Purpuric skin lesions had developed on both feet 1 year before the current presentation, and the patient reported diffuse nonspecific abdominal pain (Supplementary Fig. 1 in the online-only Data Supplement). She had undergone a skin biopsy 1 month previously, which revealed leukocytoclastic vasculitis and IgA deposition within the purpuric lesion. The patient was diagnosed with HSP based on IgA vasculitis, purpuric skin lesions, and diffuse abdominal pain.

A nerve conduction study revealed multifocal axonal neuropathy (Table 1), leading to a diagnosis of MM. Laboratory tests revealed mild leukocytosis, elevated C-reactive protein and increased erythrocyte sedimentation rate (60.3 mg/L and 45 mm/hr, respectively). The findings of serologic tests were negative for antineutrophil cytoplasmic antibody, anti-SS-A antibody, anti-SS-B antibody, antinuclear ribonucleoprotein antibody, anti-Smith antibody, antihistone antibody, anti-double-stranded DNA antibody, cold agglutinin, and cryoglobulin. She was positive for antinuclear antibody at a titer of 1:640 and with a nucleolar pattern, and her serum rheumatoid factor was elevated (to >120 IU/L).

The patient underwent methylprednisolone pulse therapy (1 g per day for 5 days) without significant complications, and she was maintained on low-dose oral steroid. Her ankle and wrist weakness had improved at the 1-year follow-up, but the sensory loss persisted.

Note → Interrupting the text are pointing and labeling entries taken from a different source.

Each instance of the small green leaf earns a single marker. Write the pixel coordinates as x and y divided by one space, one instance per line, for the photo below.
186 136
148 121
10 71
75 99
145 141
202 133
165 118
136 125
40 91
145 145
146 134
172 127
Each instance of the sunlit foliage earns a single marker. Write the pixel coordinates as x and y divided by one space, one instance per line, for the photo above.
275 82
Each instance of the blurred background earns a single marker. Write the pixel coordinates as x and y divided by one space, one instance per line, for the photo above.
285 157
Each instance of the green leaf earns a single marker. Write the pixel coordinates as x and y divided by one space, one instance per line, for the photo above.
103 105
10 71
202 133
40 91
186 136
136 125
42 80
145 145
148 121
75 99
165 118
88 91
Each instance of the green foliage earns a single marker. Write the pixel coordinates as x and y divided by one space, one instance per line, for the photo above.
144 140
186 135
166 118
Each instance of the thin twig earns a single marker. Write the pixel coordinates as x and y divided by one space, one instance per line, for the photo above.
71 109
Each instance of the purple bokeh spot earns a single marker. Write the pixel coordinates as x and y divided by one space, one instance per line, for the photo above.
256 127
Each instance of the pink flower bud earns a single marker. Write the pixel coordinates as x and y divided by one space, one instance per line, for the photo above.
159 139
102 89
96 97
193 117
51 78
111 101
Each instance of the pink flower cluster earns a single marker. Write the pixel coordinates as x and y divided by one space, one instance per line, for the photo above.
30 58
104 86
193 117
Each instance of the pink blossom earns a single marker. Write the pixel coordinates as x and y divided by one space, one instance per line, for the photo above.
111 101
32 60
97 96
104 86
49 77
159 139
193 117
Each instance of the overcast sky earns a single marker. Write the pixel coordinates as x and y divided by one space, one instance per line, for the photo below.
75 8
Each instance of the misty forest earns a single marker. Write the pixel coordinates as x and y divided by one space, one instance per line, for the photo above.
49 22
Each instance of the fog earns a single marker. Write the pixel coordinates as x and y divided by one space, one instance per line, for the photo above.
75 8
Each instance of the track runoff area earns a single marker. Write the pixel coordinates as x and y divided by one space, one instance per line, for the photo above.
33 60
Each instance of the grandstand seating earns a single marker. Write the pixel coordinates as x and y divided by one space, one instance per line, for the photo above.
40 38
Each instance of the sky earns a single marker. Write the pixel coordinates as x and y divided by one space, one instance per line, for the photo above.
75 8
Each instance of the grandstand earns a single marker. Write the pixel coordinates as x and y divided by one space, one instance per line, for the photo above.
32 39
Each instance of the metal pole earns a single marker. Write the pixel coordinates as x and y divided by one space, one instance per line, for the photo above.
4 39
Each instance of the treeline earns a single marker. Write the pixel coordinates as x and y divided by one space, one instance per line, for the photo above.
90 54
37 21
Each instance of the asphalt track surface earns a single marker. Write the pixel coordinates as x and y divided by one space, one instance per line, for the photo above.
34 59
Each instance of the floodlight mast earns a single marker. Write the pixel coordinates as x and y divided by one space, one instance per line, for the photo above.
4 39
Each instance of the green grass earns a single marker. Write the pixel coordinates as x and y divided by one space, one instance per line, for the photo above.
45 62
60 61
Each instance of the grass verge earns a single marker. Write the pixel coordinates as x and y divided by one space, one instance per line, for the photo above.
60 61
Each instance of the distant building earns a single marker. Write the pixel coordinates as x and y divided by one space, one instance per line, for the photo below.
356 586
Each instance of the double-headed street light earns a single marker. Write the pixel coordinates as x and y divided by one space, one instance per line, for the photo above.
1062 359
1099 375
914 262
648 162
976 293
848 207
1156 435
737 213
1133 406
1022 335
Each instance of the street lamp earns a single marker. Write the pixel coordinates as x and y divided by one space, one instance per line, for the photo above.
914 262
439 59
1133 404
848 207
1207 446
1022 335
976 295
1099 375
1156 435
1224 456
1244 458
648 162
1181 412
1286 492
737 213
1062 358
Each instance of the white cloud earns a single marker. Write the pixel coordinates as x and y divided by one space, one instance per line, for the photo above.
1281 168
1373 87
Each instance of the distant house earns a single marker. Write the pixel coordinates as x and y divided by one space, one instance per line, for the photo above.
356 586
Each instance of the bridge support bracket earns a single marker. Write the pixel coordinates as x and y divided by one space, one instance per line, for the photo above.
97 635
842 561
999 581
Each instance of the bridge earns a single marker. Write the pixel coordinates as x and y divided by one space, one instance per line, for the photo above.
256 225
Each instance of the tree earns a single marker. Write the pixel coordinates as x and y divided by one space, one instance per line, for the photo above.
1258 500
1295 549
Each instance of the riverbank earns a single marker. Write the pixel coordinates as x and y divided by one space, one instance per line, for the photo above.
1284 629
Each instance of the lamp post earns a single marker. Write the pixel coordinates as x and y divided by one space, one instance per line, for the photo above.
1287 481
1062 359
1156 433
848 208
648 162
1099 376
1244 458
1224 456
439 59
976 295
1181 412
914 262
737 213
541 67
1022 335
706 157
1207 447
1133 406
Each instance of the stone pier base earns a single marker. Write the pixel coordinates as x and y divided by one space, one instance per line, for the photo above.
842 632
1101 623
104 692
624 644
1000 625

Among various etiologies, the most common cause of MM is vasculitic process, while HSP is rare.2 HSP is an immune complex vasculitis that predominantly affects small vessels, and is characterized by nonthrombocytopenic palpable purpura, abdominal involvement, arthralgia, and renal involvement. Its pathophysiology remains unclear, but IgA is thought to play an essential role.3 HSP mainly occurs in children and is uncommon in adults. Furthermore, PNS involvement in HSP is extremely rare. There have been a few reports regarding MM in HSP, but most were in children, with only rare cases in adults.

The clinical course of HSP in childhood is usually benign, but its clinical manifestation and prognosis are different in adults. Adult-onset HSP more commonly involves the kidneys, and severe renal involvement is more common in adults.4 HSP is often treated conservatively in mild cases, but colchicine, dapsone, antileukotriene agents, corticosteroids, and other immunomodulating agents can be administered in severe cases. Although no well-organized trial has investigated immunomodulating agents, several agents have been used in combination with corticosteroids.3 As mentioned above, due to its low prevalence, not much as is known about MM with HSP as other vasculitic MMs. Hence, the effectiveness of immunomodulating therapies in MM with HSP remains to be validated.

Our patient had MM with a diagnosis of HSP upon hospitalization. The etiologic evaluation for MM revealed no other findings. Although she had a prior history of RA, no symptoms of RA were evident at the time of MM. Though she exhibited positivity for antinuclear antibody and elevation of rheumatoid factor, these findings are not specific for RA and can be detected in several autoimmune diseases. Furthermore, the biopsy of the skin lesion revealed perivascular IgA deposition, reflecting underlying IgA-related pathology. Therefore, HSP rather than RA was thought to be responsible for MM in this patient.

The relatively poor prognosis of HSP in adults makes its prompt recognition and adequate management important. Furthermore, organized and systematic data regarding MM would facilitate the management of vasculitic neuropathies including HSP in the future.